As they scrambled to secure the restaurant at 103rd and Wornall, the rising creek waters spilled into the building, forcing Darby and bar co-owner Chris Carle to climb into the building's roof, waiting for their eventual rescue.
Fire crews from Kansas City and Olathe rescued them by boat by cutting a hole in the roof.
— Belinda Post (@Belinda_Post) July 27, 2017
"They were in communication with us the whole time," Carle said. "I had some friends letting us know what's going on."
Instead of going home after he was rescued, Brian, friends, and family members went to Jasper's down the street. Untouched by the flood, the restaurant was the calm after the storm. Turns out, laughter and some drinks were all they needed, if only for a little while.

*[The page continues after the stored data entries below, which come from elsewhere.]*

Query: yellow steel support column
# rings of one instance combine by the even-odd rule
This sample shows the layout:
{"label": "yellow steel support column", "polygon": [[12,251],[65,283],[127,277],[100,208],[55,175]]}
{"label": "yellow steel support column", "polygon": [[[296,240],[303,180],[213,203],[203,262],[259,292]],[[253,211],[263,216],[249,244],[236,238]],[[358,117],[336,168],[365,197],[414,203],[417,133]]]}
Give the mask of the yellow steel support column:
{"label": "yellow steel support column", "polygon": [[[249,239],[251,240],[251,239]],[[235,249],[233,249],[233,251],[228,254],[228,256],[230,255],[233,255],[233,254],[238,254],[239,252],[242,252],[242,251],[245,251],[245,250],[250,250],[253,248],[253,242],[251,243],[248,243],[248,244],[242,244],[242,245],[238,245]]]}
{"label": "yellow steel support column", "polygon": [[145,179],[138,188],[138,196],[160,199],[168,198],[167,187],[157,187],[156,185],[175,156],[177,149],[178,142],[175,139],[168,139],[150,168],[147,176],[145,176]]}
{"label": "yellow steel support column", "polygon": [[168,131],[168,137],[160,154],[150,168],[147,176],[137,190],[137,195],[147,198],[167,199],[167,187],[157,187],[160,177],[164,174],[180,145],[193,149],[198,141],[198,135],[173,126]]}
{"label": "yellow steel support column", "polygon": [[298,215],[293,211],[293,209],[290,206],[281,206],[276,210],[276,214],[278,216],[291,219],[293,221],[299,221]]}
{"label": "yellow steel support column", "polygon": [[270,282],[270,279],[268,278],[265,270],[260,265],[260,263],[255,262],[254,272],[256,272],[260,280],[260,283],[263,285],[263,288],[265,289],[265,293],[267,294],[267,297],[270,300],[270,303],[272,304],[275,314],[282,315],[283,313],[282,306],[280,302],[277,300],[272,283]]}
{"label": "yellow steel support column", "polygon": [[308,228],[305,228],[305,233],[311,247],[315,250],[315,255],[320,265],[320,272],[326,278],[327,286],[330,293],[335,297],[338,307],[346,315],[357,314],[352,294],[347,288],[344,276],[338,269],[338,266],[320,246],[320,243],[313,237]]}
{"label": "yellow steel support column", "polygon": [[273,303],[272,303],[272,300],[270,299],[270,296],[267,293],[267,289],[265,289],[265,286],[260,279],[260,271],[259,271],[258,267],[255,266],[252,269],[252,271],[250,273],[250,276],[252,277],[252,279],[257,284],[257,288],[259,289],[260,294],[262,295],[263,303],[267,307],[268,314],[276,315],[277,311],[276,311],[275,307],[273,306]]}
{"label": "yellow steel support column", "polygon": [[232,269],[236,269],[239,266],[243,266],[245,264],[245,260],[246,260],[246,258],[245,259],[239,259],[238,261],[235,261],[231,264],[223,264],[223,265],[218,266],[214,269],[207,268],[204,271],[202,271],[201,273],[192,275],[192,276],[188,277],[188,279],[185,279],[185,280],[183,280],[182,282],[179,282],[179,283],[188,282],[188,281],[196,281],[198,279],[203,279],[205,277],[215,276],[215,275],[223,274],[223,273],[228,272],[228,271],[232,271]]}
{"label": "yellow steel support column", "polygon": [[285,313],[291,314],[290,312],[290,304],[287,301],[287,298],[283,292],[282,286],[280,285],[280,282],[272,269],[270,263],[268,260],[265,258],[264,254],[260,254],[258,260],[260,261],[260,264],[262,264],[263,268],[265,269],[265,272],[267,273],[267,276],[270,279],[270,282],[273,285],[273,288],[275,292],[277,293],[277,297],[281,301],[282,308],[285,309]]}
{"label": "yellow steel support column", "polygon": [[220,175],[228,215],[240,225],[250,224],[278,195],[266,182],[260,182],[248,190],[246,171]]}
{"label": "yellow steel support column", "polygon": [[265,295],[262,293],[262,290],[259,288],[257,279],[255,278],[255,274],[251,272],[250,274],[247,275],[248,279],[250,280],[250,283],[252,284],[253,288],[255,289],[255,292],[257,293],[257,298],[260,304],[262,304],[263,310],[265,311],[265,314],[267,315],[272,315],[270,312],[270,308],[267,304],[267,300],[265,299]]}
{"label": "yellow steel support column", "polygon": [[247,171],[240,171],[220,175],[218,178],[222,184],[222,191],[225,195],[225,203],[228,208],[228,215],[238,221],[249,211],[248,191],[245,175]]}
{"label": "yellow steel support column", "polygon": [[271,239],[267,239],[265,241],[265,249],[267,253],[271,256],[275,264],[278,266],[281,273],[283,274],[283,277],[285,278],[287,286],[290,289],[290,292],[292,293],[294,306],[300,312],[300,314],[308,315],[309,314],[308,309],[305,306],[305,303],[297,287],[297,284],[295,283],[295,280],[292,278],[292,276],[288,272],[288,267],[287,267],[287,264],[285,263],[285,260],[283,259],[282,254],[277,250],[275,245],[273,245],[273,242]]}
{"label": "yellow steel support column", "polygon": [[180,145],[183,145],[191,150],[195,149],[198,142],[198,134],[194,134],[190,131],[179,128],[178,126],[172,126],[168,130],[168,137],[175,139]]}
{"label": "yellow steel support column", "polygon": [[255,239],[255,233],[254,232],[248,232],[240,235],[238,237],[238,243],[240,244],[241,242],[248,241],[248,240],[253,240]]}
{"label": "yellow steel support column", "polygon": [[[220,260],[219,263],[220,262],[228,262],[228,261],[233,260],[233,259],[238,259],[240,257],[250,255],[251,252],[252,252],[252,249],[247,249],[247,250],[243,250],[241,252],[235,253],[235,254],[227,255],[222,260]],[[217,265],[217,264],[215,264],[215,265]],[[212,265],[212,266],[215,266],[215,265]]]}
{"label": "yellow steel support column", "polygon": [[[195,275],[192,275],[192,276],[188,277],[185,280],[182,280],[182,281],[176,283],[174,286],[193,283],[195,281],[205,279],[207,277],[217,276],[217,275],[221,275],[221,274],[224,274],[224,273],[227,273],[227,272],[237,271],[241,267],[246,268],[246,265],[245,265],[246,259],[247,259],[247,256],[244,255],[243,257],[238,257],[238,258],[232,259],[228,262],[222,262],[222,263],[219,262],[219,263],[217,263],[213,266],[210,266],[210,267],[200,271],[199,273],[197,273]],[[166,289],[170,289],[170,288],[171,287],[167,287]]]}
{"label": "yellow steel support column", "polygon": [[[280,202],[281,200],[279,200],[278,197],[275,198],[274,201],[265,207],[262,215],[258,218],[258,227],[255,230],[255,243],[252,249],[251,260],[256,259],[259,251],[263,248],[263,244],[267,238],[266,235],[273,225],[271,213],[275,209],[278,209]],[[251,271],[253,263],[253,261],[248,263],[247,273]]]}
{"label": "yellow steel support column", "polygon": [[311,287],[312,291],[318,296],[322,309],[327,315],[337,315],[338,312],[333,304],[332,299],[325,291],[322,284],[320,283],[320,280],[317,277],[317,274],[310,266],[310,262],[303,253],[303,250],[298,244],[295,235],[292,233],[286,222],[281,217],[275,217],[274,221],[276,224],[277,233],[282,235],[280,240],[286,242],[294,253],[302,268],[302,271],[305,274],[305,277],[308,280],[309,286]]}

"Everybody down there in the shopping center at 103rd, we know them all from the UPS store to Coach's. It's just sad to see what happened down there," Jasper's owner Jasper Mirabile Jr. said.
Every business surrounding Coach's is cleaning up too. Officials said at least 12 businesses were damaged in the small shopping center. Walls are caved in, windows are blown out, everything a sopping mess. People were piling up what they could salvage, but it wasn't much.
Darby said the flood waters were the highest he's ever seen.
Laurie Black's spa was under water. The water pooled there, seeping through the cracks in the building, until crews came to pump it out around 1 p.m. Located in the basement of a building at 103 Square, she lost $200,000 worth of equipment.
"You can't even see the top. So, I'm sure everything is a loss. I don't have insurance," she said.
Black said she couldn't get anyone to insure her for a reasonable price, same for her neighbors, because the area is known for flooding.
But through their own devastation, many business owners are still rallying around the Darby family.
"They lost their father, the owner. Obviously, he was very loved by the community, and to me, they'd been through enough and they were the ones needing rescue," Black said.
— Sarah Plake (@SarahPlakeTV) July 27, 2017
Darby said the city needs to start paying attention to the various problems with infrastructure and crime around the Indian Creek Trail.
"My dad and Chris gave a lot to this city, and the people itself have helped us out immensely, and the love that we have received. I guarantee you I have a hundred text messages from people offering to help, but I need the city to help me in some way. I don't know what that way is, but something needs to change," Darby said.
When asked what he'll do next, he said the focus is his employees.
"A lot of them live paycheck to paycheck. I need to get them whole and squared before I figure out what I do with that place,” Darby said.
No one was hurt, but it'll take quite some time to bounce back. Darby isn't sure if he will.